Soll sich EU auf bestimmte Religion gründen?

„Auch ich bin überzeugt, dass das Abendland auf dem Christentum beruht, und sehe dem Versuch, dieses Erbe durch ein jederzeit verhandelbares kosmopolitisches Menschenrechtspathos zu ersetzen, skeptisch entgegen.“ So Prof. Dr. David Engels.

Keiner bestreitet, dass Europa durch die Jahrhunderte vom Christentum geprägt wurde. Aber folgt daraus, dass ein Staatenbund wie die EU sich auf eine bestimmte Religion gründen soll?

Wenn ja, dann müsste erst mal geklärt werden, welches Christentum denn gemeint ist, splittert es sich doch auf in eine Vielzahl von Glaubensrichtungen, die sich oft erbittert bekämpft haben, von A wie Anabaptisten bis Z wie Zeugen Jehovas.

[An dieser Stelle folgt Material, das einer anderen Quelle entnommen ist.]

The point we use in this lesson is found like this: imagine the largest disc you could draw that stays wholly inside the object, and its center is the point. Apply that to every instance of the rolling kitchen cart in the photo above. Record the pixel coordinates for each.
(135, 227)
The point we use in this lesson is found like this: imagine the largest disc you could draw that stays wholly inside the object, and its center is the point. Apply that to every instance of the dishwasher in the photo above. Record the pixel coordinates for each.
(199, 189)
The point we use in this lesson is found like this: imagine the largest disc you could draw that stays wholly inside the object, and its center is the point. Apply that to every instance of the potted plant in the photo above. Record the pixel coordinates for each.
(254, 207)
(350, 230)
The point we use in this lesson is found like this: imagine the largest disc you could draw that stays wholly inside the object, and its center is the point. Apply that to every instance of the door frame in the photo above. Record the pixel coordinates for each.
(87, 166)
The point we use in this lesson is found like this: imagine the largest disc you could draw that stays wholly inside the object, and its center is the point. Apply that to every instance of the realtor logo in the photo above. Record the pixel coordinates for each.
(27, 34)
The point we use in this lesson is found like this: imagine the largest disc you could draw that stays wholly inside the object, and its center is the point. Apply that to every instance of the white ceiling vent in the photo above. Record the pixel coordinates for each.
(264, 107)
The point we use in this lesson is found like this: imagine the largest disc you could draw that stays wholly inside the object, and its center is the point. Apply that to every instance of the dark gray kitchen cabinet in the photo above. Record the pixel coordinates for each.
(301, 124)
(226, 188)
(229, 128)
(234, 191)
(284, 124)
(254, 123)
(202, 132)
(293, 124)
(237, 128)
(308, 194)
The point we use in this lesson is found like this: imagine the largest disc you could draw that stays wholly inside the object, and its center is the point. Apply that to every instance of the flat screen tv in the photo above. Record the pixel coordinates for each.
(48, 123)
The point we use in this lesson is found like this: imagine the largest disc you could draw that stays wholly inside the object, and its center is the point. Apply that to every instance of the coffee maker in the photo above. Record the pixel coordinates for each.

Oder sollen wir nur die allgemeinen christlichen Werte nehmen, ohne uns in theologischen Spitzfindigkeiten zu verheddern? Der wichtigste Wert wäre sicher die vom Meister gepredigte Nächstenliebe. Wie es darum bestellt ist, hat die jüngste Debatte um die Aufnahme von Flüchtlingen gezeigt. Besonders die Visegrad-Staaten haben vorbildlich dem Barmherzigen Samariter nachgeeifert…

Nun gibt es aber seit der Französischen Revolution eine Tradition der universellen Menschen- und Bürgerrechte, die die Grundlage für die Europäische Deklaration gleichen Namens bilden. Diese Rechte, darunter die Religionsfreiheit, mussten erst gegen den erbitterten Widerstand gerade der Kirchen erkämpft werden.

„Jederzeit verhandelbares kosmopolitisches Menschenrechtspathos“, schreibt Herr Engels verächtlich. Nein, sondern grundlegende Rechte eines jeden Menschen, sei er Atheist, Christ oder Moslem, und jederzeit einklagbar vor dem Europäischen Gerichtshof in Straßburg.